What crosses my mind when a couple gets married is that I hope they’ve put forth more effort in preparing for marriage than the day spent getting married to each other; yes the marriage ceremony, whether in a courthouse or other place is important, but as those two individuals exchange vows to one another, the getting-married-to-one-another part is all the more important.
So when it comes to renewing vows it has the potential to put everything into focus; by thinking about the reasons, the why-I-married-you’s may help jump start a marriage if it needs it. Ultimately renewing one’s vows should ultimately be for the couple saying them and not for the friends and family who might gather, while the latter have importance in serving as witnesses to the act, it is ultimately upon the two individuals to carry out the vows mutually exchanged.

And so with all that in mind I am more than happy to have a role in helping my friends renew their vows to one another. I cannot guarantee anything, but I do believe that if they turn to God for guidance, if they communicate to one another about what’s going on in their lives, if they seek help when they need it, if they mutually submit to the other person on a continual basis, they’ll have what it takes to continue on in their marriage to one another.

So with all that being said, renewing vows were my keywords on this 13th day of Ramadan. Thanks be to God who watches over us and protects us, he who never slumbers but is always awake and ready to help us in life. May we be faithful to our significant others and they to us, may we continually mutually submit to one another out of love for the other. And may the vows we say, whether for the first time or in a renewing vows ceremony, be something that comes from our hearts and backed up with our actions as well.

Salaam alaikum be yours now and always,

Paying bills as a spiritual exercise; day 12 of Ramadan

They say that the only certainties in this life are death and taxes, yesterday was a case of the latter. June’s wrapping up and with that I need to be financially responsible to several companies as well as to my landlord by way of paying bills.

I can’t complain about my bills, for they help to put a roof over my head and allow me to keep in contact with other people and to also help keep me in shape. As I was paying my bills I remembered a bible verse found in James 1:17, and it says this; “Every good gift and every perfect gift is from above.” Now I don’t know why I found myself thinking about this verse except perhaps because I have a job that pays me money, not a lot but I am able to stay afloat and from a global perspective I am doing quite well.
The money I receive helps to keep my car running, puts food on my table, allows me to go to events, and it also allows me to pay my bills. I don’t mind paying my bills because it is a spiritual exercise, and if you don’t believe me I urge you to give some thought about what paying bills accomplishes in your own life, perhaps they’re the same or similar to my own.

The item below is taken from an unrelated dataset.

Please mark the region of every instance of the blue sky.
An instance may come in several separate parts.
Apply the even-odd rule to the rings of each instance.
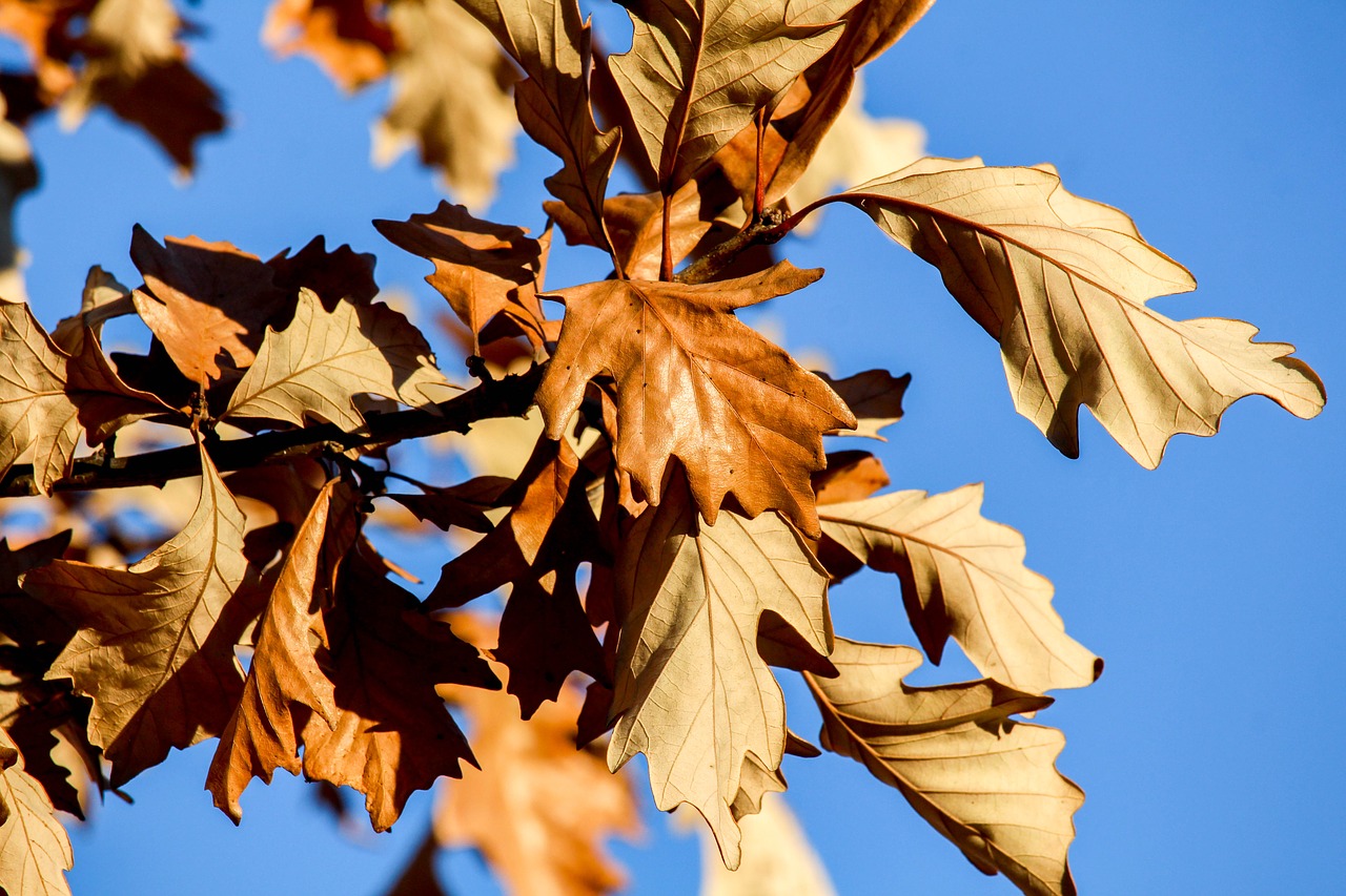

It’s good to pay bills even if they appear to be daunting and I know full well what it’s like to barely make ends meet. It really can be a trying time in one’s life when money is hard to come by and when bills seem to keep coming in or they are in fact coming in.  And yet if you think about it, when bills are paid you can breathe a little easier and you can also thank God! You can also be mindful of where you’re at in life; that you’re alive, that you’re still breathing, that you’re still going, you’re still making it even if not by much.

So with all that being said, paying bills were my keywords on the 12th day of Ramadan. Thanks be to God, The Great Provider, who helps us and takes care of us and provides for us. May we in turn offer up what we have to those who are in need, so that we too can help others and take care of others and provide for others.